Mais normalização e menos regulação
Com relação às graxas, gostaríamos de deixar aos leitores interessados no segmento duas perguntas importantes:
Precisamos que a ANP regule o registro e libere a comercialização de graxas lubrificantes, considerando que quem produz essas graxas já não tem sua produção regulada pela ANP?
Será que não deveríamos ter mais normalização para os produtores de graxas lubrificantes, ao invés de querermos mais regulação por parte da ANP para este mercado?
Temos um mercado maduro, e ainda assim vamos querer ser regulados pela ANP, ao invés de nos preocuparmos em estabelecer normas mais rigorosas e fazê-las cumprir por meio de instituições fortes e estruturadas, com as empresas protagonizando essa nova fase do segmento de lubrificantes?
Não seria este o melhor momento de nos reinventarmos para que juntos pudéssemos criar um novo modelo para o segmento de lubrificantes, menos engessado e mais interativo entre as instituições que o representam?
Desta forma teríamos menos regulação por parte da ANP e mais normalização por parte das próprias instituições, com as empresas participando ativamente com seus profissionais especialistas e os sindicatos que representam o setor.
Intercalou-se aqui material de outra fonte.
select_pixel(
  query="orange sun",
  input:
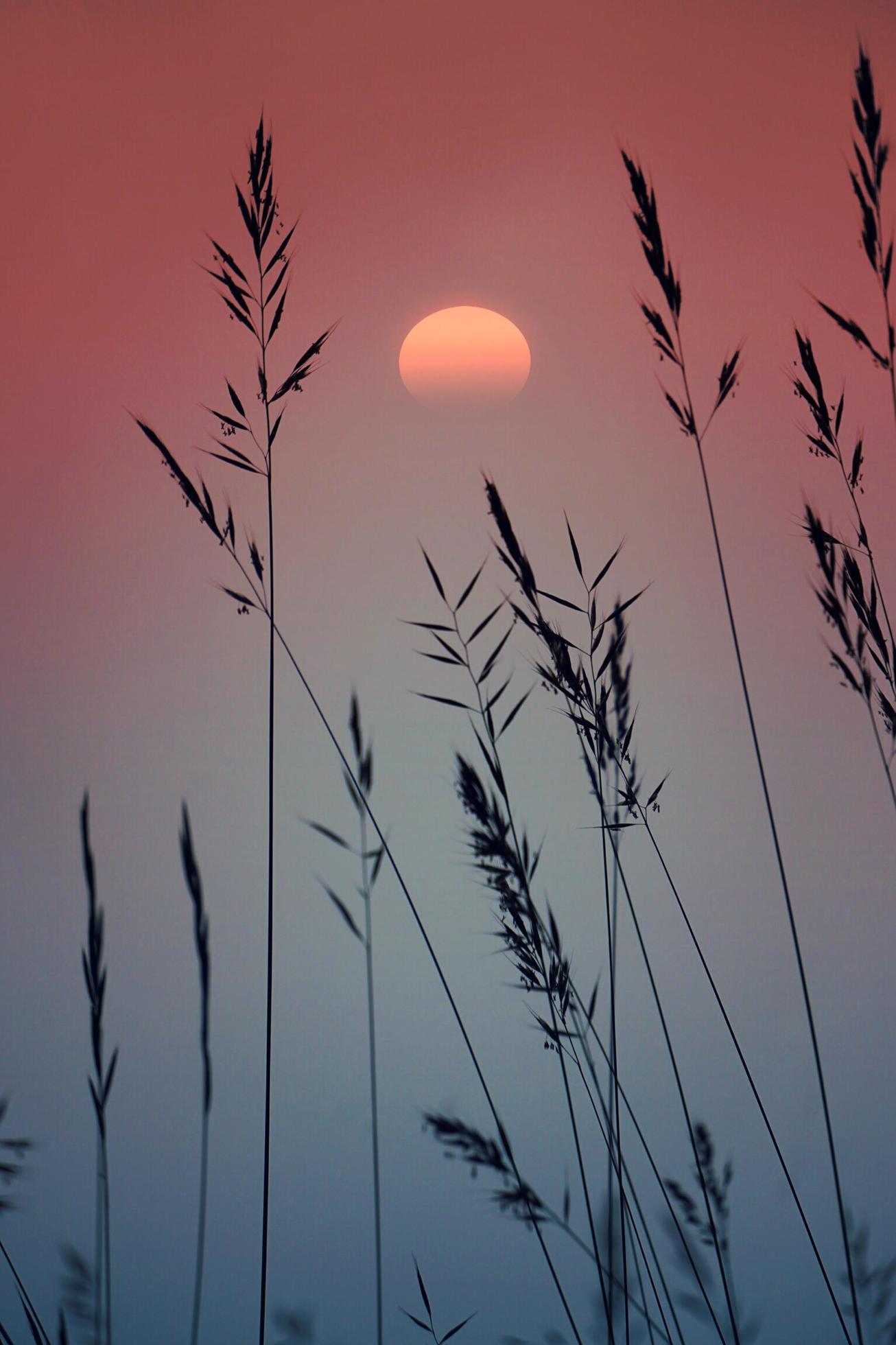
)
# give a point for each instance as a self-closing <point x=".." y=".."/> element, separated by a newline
<point x="464" y="360"/>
Também estaríamos mais perto dos órgãos de normalização, ABNT, ISO, ASTM, DIN e outros tantos, que até então apenas usamos, e com os quais podemos interagir mais para normalizar o setor de lubrificantes.
Seria importante se todos pensassem sobre o que podem contribuir com essa nova forma de pensar e agir no segmento de lubrificantes no Brasil, com menos ANP!